Following the closure of three public footbridges at Cuckoos Hollow in Werrington, Peterborough City Council is releasing further details about why this decision was taken. 

The council announced on Friday that the bridges, adjacent to Baron Court, Lakeside and Welbourne, have deteriorated much more quickly than anticipated and are now posing a risk to public safety, resulting in a decision to close the structures for the foreseeable future.

Since this announcement, the council has received several questions from members of the public and would like to re-iterate that the decision was taken following independent advice, with the authority mindful of its duty of public safety.

The normal inspection regime for bridges is every two years and the last general inspection of the footbridges at Cuckoos Hollow identified signs of degradation. At this time, inspection frequency was increased and in the last three months this was increased further to weekly inspections.

The inspections identified rotting to the to the main structural members of the bridges, including the main longitudinal beams, transverse beams and the bracing timbers for the deck planks and the parapets. A reasonable amount of the deterioration has occurred on the underside of the structures, which is not visible from the bridge decks and the rotting has compromised the load carrying capacity of the bridges. Whilst it is evident that the structures currently have enough capacity to support their own weight, the rotting has impaired their ability to support pedestrian loading.

Cllr Gavin Elsey, Cabinet Member for Infrastructure, Environment and Climate Change, said: “The level of deterioration currently exceeds any margin of safety that would have been incorporated in the original bridge design. This will eventually mean that the structures have insufficient capacity to carry the loads applied to it, creating a risk of collapse.

“The bridges are now at the point where they are presenting an unreasonable public health and safety risk, hence why we took the decision to close them. It is not possible to say when a collapse might happen, however, given the rate of deterioration, our utmost priority is to maintain public safety and remove pedestrian access.”

The bridges had already been identified for replacement in the 2024/2025 financial year and early designs and construction surveys have already commenced.

The council is currently investigating options for temporary repairs that would allow the bridges to be used prior the installation of the new structures, however, the deterioration is significant in many areas and the cost of temporary repairs is likely to be prohibitive.
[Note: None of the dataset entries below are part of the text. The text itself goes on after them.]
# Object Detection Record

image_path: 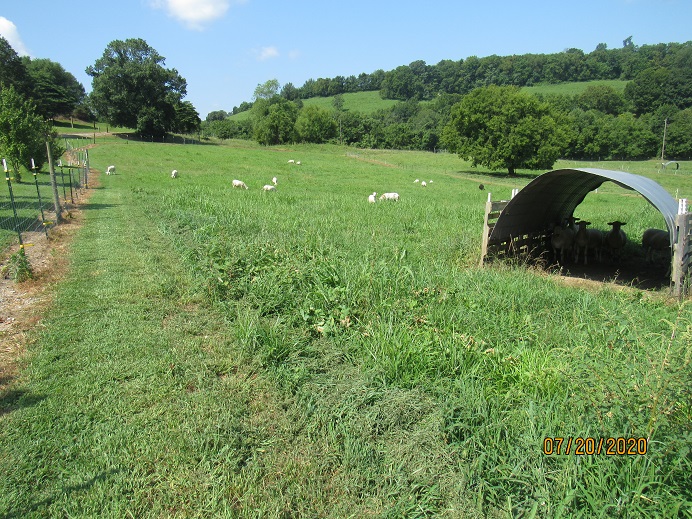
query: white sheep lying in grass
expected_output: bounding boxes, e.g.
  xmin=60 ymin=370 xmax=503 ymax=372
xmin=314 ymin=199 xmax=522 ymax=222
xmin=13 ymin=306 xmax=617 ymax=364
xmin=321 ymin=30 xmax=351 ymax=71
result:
xmin=570 ymin=220 xmax=603 ymax=265
xmin=550 ymin=225 xmax=574 ymax=263
xmin=603 ymin=220 xmax=627 ymax=260
xmin=642 ymin=229 xmax=670 ymax=263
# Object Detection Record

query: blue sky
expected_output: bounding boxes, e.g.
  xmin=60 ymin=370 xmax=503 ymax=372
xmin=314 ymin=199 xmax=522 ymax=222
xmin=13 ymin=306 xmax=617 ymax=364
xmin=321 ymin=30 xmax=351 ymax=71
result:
xmin=0 ymin=0 xmax=692 ymax=119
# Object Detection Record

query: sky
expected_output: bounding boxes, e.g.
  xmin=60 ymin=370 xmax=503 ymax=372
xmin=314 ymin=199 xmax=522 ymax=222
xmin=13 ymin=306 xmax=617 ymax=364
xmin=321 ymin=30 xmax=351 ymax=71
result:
xmin=0 ymin=0 xmax=692 ymax=119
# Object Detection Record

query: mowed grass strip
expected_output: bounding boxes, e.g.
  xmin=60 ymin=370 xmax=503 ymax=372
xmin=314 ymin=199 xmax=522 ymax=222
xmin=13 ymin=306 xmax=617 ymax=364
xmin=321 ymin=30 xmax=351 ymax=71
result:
xmin=0 ymin=170 xmax=284 ymax=517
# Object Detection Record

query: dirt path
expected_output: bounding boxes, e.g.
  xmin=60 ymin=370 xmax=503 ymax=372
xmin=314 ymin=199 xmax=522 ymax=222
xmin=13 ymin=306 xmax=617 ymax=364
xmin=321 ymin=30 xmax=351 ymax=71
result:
xmin=0 ymin=169 xmax=99 ymax=391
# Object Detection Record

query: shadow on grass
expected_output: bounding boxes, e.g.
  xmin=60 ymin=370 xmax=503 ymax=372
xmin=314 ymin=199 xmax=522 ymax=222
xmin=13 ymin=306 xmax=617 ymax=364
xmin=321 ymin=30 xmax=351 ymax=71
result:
xmin=0 ymin=469 xmax=123 ymax=519
xmin=455 ymin=169 xmax=545 ymax=180
xmin=0 ymin=390 xmax=46 ymax=416
xmin=79 ymin=203 xmax=116 ymax=211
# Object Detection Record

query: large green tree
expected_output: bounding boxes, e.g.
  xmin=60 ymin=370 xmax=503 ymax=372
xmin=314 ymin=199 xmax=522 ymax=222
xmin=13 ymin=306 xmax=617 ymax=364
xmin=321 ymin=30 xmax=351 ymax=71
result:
xmin=295 ymin=106 xmax=336 ymax=144
xmin=443 ymin=85 xmax=571 ymax=175
xmin=0 ymin=36 xmax=30 ymax=96
xmin=252 ymin=95 xmax=298 ymax=145
xmin=23 ymin=58 xmax=85 ymax=119
xmin=86 ymin=38 xmax=187 ymax=137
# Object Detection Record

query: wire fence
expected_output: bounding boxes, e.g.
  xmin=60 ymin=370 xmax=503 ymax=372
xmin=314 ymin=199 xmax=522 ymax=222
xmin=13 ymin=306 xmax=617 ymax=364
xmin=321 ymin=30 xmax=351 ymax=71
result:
xmin=0 ymin=149 xmax=89 ymax=256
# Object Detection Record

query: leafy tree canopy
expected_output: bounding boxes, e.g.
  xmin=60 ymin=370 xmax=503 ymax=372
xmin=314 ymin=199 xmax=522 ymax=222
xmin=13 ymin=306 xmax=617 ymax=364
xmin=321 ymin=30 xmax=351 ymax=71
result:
xmin=22 ymin=58 xmax=85 ymax=119
xmin=0 ymin=36 xmax=30 ymax=95
xmin=0 ymin=86 xmax=62 ymax=180
xmin=86 ymin=38 xmax=187 ymax=136
xmin=443 ymin=85 xmax=570 ymax=175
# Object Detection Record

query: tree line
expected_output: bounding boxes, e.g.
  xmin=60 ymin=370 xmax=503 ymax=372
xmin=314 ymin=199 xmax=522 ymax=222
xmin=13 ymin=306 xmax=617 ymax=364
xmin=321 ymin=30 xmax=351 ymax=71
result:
xmin=0 ymin=37 xmax=201 ymax=181
xmin=203 ymin=38 xmax=692 ymax=171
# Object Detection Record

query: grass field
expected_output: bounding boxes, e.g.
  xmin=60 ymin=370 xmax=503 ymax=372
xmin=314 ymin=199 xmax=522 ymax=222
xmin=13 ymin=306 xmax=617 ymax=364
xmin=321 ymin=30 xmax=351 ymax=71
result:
xmin=0 ymin=138 xmax=692 ymax=518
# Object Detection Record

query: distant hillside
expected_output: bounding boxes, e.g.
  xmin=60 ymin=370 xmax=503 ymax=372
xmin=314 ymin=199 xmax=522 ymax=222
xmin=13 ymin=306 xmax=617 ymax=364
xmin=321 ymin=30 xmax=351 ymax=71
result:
xmin=230 ymin=79 xmax=627 ymax=121
xmin=521 ymin=79 xmax=629 ymax=95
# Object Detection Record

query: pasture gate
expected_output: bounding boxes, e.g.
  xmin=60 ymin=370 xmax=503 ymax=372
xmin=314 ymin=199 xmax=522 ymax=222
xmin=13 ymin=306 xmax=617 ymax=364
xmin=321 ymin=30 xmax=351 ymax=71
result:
xmin=481 ymin=168 xmax=692 ymax=297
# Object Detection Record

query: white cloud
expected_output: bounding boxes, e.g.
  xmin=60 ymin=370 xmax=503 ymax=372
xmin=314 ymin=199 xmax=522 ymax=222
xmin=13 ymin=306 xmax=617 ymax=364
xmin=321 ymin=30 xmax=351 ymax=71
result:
xmin=257 ymin=47 xmax=279 ymax=61
xmin=151 ymin=0 xmax=238 ymax=31
xmin=0 ymin=16 xmax=29 ymax=56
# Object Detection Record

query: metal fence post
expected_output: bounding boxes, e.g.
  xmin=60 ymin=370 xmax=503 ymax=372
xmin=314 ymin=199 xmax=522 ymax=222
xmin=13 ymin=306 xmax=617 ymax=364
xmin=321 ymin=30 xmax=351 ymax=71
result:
xmin=31 ymin=158 xmax=48 ymax=238
xmin=2 ymin=159 xmax=24 ymax=249
xmin=46 ymin=141 xmax=62 ymax=223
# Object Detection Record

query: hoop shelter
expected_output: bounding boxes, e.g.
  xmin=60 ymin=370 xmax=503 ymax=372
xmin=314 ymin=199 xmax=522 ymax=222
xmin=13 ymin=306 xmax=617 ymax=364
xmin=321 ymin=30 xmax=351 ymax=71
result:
xmin=489 ymin=168 xmax=678 ymax=246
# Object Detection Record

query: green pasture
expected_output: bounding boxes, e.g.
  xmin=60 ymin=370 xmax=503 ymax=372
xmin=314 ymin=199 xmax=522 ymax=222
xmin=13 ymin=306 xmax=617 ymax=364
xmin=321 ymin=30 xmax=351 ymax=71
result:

The replacement of the bridges is our highest priority and work programmes are being adjusted accordingly. The design of the new structures is reasonably well developed, and we anticipate the construction of the new structures will start in Summer/ Autumn 2024.

As the designs are not yet complete, we are unable to share any specific detail about the new structures at present. However, we can clarify that the new bridges will be wider than the current structures and improve accessibility for the users of Cuckoos Hollow.

Although it is not possible to open any of the bridges in their current condition, Cuckoos Hollow is still fully accessible by foot/bicycle and suitable alternative routes are available.